In South Korea, filmmakers are protesting a recently announced cut in funding from the Korean Film Council (KOFIC) for the beleaguered Busan International Film Festival (BIFF).

Lee Yong-kwan

On the eve of the May Day weekend, KOFIC announced on its website the results of its funding decisions for international film festivals in Korea. The government-funded organization cut its support for BIFF 45% from last year’s KW1.46bn ($1.33m) to KW800m ($732,500).

The pan-film-industry emergency committee to defend freedom of expression (which has yet to decide on an official English title) released a statement today demanding KOFIC should “immediately stop reprisals against and oppression of the Busan International Film Festival” and take back the budget cut.

Latest “reprisal”?

They stated they saw KOFIC’s recent measure as a “materialization” and “an extension of a series of political reprisals that began with pressure on festival director Lee Yong-kwan to resign”. This happened after the festival last year went against Busan mayor Seo Byeong-soo’s request that they cancel screenings of The Truth Shall Not Sink With Sewol (see related story here).

The controversial documentary is critical of the government’s handling of the April 2014 Sewol ferry disaster which resulted in 304 death - the majority of victims schoolchildren - with nine bodies still left missing.

The general review of KOFIC’s jury members for the film festival support programme stated that they went through an “intense debate” about the size of support that should be allotted to BIFF: “In the end, according to the majority opinion that the Busan film festival already occupies the status of a global film festival, in name and in reality, it should strengthen its autogenic power, we reduced [the size of support] partially.”
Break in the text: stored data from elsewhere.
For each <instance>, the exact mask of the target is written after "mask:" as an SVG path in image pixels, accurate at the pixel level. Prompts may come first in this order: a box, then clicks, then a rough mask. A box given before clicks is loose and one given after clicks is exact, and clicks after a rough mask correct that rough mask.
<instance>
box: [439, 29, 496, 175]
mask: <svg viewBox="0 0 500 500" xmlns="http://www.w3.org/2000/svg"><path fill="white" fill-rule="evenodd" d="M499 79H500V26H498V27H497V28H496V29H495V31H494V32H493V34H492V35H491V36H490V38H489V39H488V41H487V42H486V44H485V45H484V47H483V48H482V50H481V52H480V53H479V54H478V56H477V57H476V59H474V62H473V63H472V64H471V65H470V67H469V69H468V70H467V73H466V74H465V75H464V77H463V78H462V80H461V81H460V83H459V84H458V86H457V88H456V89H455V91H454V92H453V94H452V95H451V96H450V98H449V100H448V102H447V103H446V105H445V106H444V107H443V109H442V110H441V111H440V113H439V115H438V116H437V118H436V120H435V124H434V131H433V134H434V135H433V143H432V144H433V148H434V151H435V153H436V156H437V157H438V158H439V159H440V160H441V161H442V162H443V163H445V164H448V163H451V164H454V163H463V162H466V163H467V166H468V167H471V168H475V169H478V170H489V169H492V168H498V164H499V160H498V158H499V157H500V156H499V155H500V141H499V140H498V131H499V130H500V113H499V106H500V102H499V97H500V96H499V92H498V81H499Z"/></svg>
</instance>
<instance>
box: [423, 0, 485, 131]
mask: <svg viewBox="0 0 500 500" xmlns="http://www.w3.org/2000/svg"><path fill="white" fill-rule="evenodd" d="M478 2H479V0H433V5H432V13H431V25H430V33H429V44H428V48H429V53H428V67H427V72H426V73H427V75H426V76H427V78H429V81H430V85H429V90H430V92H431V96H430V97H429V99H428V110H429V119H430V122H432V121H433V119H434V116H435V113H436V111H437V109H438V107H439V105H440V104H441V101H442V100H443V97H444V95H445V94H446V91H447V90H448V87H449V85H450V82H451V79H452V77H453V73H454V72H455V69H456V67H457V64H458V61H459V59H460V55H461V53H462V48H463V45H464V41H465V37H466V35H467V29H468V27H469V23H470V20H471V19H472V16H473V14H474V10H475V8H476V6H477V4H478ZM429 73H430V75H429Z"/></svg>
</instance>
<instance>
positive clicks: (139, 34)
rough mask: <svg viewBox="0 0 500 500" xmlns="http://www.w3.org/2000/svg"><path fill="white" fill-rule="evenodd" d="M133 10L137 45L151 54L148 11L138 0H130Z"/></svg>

The emergency committee for freedom of expression found this a “lame” reason for cutting KOFIC support 45% when the fest has “grown into the representative film festival of Korea”. More so because this is BIFF’s 20th anniversary year, when budget increases are “customary” and such a measure “goes against common sense”.

The lack of transparency in the KOFIC committee’s decision-making process has also given rise to questions as the jury members remain unidentified and the specifics of how they came to their decisions unrevealed. (In previous administrations, KOFIC made it a point to announce jury members and decision-making processes for different programmes, although that has changed in recent years.)

Budget issues

Made up of national funds, city funds and sponsorship, BIFF’s total budget comes to about KW12bn ($10.96m) yearly. Last year, KOFIC gave KW1.46bn in national funds and this year cut that amount to KW800m. Busan Metropolitan City approved KW6bn this year as well as last.

“Basically, we’ve been brought to a stand. In a way, KW660m could seem small compared to the total budget. But this is the festival’s 20th anniversary and we value every coin, so it’s actually a big part of budget. We need to overhaul and shrink our budget across the board,” said BIFF Publicity manager Jungyun Kim.

The festival will be pressing ahead to find sponsorship to make up for funding losses, but Kim says they are concerned about the negative press the controversy has been generating.

Festival director Lee has also cancelled his annual Cannes trip at the last hour.